Cast by Genii works by streaming what you're watching to the phones, tablets or TVs of friends or family members. It's a bit like calling each other up on Skype and pressing play on a movie at the same time, but only one of you actually has to have the necessary subscription to watch the movie or TV show. The app has a chat function too, instant messages or video chat windows popping up on the same screen as the movie.
It's not just Netflix: The app supports Amazon Video, HBO Go and more. And it's not just streaming services -- you can also share traditional channels so you can enjoy linear TV shows, sports games and other "appointment viewing" with friends, as they're broadcast. Your friends don't have to have subscriptions to the channel in question and it doesn't matter if they're in a region where that channel is unavailable.

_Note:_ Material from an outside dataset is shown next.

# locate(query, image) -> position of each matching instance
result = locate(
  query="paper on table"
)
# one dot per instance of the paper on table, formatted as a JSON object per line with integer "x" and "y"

You can also watch YouTube videos and play mobile games against friends. Games include Angry Birds, Clash of Clans and Minecraft.
Beginning life as successful Kickstarter project, the app is set to launch this year. As well as a smartphone and tablet app, Cast is a set-top streaming box. The cute little round box will cost around $99 (AU$140 or £70, converted) and Genii told me that although use of the app will be free there may be premium options too, for a subscription fee.
I know what you're thinking: This sounds sketchy as all get out. That was my first question for Genii's co-founder Frederic Robert, but he claims the app operates within the rules of Netflix and other services. "It's like you're sitting next to someone on a sofa," he said, "but it's a virtual sofa." He emphasises that the app is limited to your "normal circle of a family and acquaintances" and it only allows others to share your stream if you're watching the same thing, so it's not like you're handing out your password for all and sundry to binge "Making a Murderer" without paying a dime.
"We love people sharing Netflix," Hastings said. However, he was discussing shared accounts within households rather than specifically addressing the question of sharing your password.
Netflix supports different profiles on one account, but does place limits on how many people can watch simultaneously. It costs extra to have up to four screens on the go at any one time. To take another service, Amazon's video usage rules state two people can watch different videos at the same time using the same account, but you can't both watch the same video at the same time. Meanwhile HBO Go lets multiple viewers within the same household watch at the same time.